The Nyberg family has never given a second thought about living near coyotes in their city of Brooks in southern Alberta but that has since changed.
On Boxing Day evening, the family pulled over at a rest stop on the Trans-Canada Highway west of the hamlet of Suffield, at a spot roughly 250 kilometres west of Calgary and 30 kilometres east of Medicine Hat.
“It just happened so fast. He came out of nowhere,” said 11 year-old Hailey Nyberg about her encounter with the coyote where the animal grabbed her leg and wouldn’t get go.
“I kicked and yelled as hard as I could. He grabbed onto my leg. I tried getting onto the garbage can but I couldn’t and he tried dragging me to the field.”
Her parents managed to get Hailey into the car but the animal wasn’t exactly backing down.
“When I grabbed her, the coyote was still trying to pull her into the ditch,” said Hailey’s dad, Dustin Nyberg. “While I was getting her to the car he was lunging at us. As I was making my way to the driver’s side of the car he was coming at me as well.
“Once we were in the car , he laid down outside the car with his ears pinned back, staring at us. He was on a mission.”

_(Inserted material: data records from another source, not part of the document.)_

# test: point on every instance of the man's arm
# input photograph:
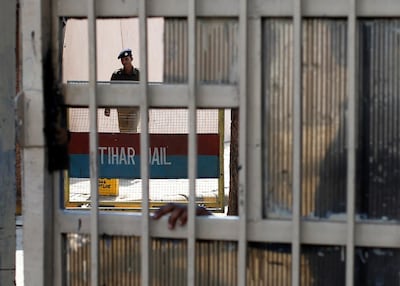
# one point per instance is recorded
(178, 212)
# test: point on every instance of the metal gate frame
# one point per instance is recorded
(45, 221)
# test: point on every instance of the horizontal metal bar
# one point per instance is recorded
(230, 8)
(370, 234)
(160, 95)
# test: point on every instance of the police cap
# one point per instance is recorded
(125, 53)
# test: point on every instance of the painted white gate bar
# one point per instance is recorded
(351, 139)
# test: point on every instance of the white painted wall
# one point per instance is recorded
(113, 35)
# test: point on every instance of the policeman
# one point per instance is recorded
(128, 117)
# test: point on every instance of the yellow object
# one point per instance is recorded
(108, 187)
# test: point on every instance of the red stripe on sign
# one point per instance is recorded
(177, 144)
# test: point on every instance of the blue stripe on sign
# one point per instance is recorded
(174, 167)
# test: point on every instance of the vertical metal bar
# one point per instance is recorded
(144, 146)
(192, 162)
(242, 251)
(94, 212)
(297, 140)
(351, 140)
(7, 142)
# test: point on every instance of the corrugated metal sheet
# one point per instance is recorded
(217, 50)
(120, 261)
(324, 88)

Hailey was treated for five puncture wounds on her leg. The family said they were pleased with the care they received at the Brooks Health Clinic and the quick response they got after calling the Report-a-Poacher hot line.
“I was speaking with officers this morning (Wednesday) and the problem they’re having is that people are feeding the animals and that’s what’s causing part of the issue.

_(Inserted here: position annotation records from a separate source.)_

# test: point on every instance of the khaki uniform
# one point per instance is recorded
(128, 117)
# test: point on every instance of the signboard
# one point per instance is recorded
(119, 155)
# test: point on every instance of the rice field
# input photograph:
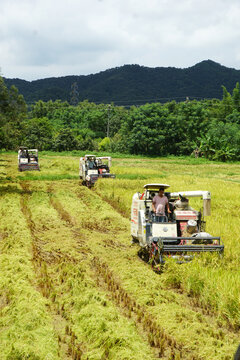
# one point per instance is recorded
(72, 285)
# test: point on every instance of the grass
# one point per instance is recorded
(73, 286)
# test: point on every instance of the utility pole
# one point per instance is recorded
(109, 108)
(74, 94)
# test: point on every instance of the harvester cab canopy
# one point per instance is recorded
(27, 159)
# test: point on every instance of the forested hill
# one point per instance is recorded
(134, 84)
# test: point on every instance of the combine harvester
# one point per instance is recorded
(27, 159)
(178, 235)
(91, 168)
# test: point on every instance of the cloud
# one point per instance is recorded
(42, 38)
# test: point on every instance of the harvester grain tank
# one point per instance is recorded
(179, 234)
(91, 168)
(27, 159)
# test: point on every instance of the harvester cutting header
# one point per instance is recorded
(91, 168)
(166, 225)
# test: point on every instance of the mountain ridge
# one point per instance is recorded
(134, 84)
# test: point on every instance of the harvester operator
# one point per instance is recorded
(160, 201)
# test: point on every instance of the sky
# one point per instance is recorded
(45, 38)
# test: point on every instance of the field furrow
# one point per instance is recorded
(90, 315)
(73, 286)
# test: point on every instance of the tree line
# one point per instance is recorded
(210, 127)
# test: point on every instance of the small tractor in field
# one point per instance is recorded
(27, 159)
(177, 232)
(91, 168)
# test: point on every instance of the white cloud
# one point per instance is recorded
(43, 38)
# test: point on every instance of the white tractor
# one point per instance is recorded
(92, 167)
(178, 234)
(27, 159)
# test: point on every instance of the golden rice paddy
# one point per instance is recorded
(72, 285)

Fish and Wildlife officials told the family the roadside attack is not something they’re taking lightly. “They’re going to deal with the situation because now it’s become dangerous,” said Dustin.
The family posted about the encounter on Facebook. which prompted other people to mention a coyote that’s been seen hanging out at that rest stop.
“We have zero confirmation that it was the same one but there’s been a coyote hanging around vehicles,” said Dustin. “People have seen it. It’s a common thing over the last two weeks.”
He has a message for people who have may have been giving snacks to wildlife.
“Stop feeding wildlife. (This coyote) was aggressive. I don’t know if there was anything wrong with him but you could tell he was on a mission for food.”
According to the Alberta government website, if you encounter a coyote you should make the experience unpleasant for the animal.
- Make it feel unwelcome in your neighbourhood. Even if you are not concerned about problems with coyotes, they should not feel comfortable around homes.
- Make yourself look bigger and wave your arms overhead.
- Throw rocks, sticks or other objects toward the animal.
- Shout in a deep voice and maintain eye contact.
- If the coyote continues to approach, back away slowly and move toward buildings or human activity if the coyote continues to approach.
- Do not turn away or run. This will encourage the coyote to chase you.
For situations involving aggressive encounters, phone the Report-A-Poacher number at 1-800-642-3800 and report the details.
Global News reached out to the officer investigating the incident who confirmed more details at the coyote attack would be provided.